Le chroniqueur indien péruvien Felipe Guaman Poma de Ayala a connu une célébrité tardive : l'oeuvre unique de sa vie, un réquisitoire au roi d'Espagne Philippe III, est restée lettre morte et a dormi pendant presque trois siècles dans le secret des bibliothèques.
Guaman Poma a mis trente ans (de 1583 à 1615) à écrire son livre : voyageur infatigable, observateur avisé et soucieux des intérêts de son groupe, il a réalisé cette immense fresque pour témoigner au nom de ceux qui n'ont jamais eu la parole. Cette oeuvre monumentale est une source essentielle pour la connaissance du Pérou colonial, mais très peu d'études lui ont été consacrées.
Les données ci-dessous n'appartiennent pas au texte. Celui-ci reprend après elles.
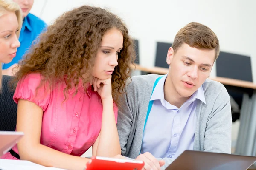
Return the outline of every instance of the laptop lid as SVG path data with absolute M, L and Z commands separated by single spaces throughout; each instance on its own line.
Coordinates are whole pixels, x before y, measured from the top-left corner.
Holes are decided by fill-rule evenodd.
M 0 131 L 0 157 L 9 151 L 23 135 L 22 132 Z
M 245 170 L 256 157 L 185 150 L 166 170 Z

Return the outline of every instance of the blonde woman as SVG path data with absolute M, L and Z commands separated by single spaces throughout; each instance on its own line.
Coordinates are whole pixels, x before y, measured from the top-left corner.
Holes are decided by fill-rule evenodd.
M 2 89 L 2 63 L 10 62 L 20 45 L 18 37 L 22 24 L 19 6 L 11 0 L 0 0 L 0 91 Z

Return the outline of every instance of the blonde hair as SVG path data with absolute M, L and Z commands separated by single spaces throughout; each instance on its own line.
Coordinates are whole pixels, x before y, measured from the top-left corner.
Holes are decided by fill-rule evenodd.
M 11 0 L 0 0 L 0 17 L 7 12 L 14 12 L 17 17 L 19 24 L 19 31 L 16 34 L 17 37 L 20 36 L 20 29 L 22 25 L 23 18 L 21 10 L 19 5 Z M 0 62 L 0 93 L 2 91 L 2 63 Z

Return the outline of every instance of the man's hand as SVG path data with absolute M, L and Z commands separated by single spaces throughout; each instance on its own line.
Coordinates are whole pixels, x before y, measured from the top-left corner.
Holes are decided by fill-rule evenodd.
M 149 152 L 140 155 L 135 160 L 142 161 L 144 162 L 143 170 L 161 170 L 161 167 L 165 164 L 164 161 L 158 161 Z

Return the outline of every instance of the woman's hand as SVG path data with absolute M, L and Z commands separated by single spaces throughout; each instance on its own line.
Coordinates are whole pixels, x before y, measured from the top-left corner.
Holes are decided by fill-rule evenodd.
M 94 91 L 98 92 L 102 101 L 113 99 L 111 77 L 104 80 L 93 77 L 91 81 L 90 85 L 93 86 Z

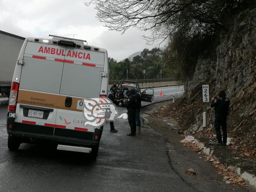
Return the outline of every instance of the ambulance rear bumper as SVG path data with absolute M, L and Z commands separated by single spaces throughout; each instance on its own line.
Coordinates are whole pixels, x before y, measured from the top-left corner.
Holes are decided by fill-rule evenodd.
M 11 128 L 8 126 L 10 124 L 12 125 Z M 99 144 L 102 129 L 103 128 L 95 129 L 94 132 L 83 131 L 17 123 L 11 118 L 7 118 L 7 133 L 19 137 L 24 143 L 28 142 L 27 139 L 31 138 L 33 140 L 49 141 L 62 144 L 95 146 Z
De nombreux ethnologues et anthropologues avaient cru percevoir une inspiration et des sources essentiellement indigènes préhispaniques. Loin de cette "pensée sauvage" supposée, Marie-Claude Cabos Fontana montre une acculturation et une christianisation profondes. Guaman Poma de Ayala a assimilé et intériorisé la pensée chrétienne et, au-delà de certaines apparences, c'est un cas remarquable de métissage culturel et de pleine acculturation que montre cette étude riche et originale.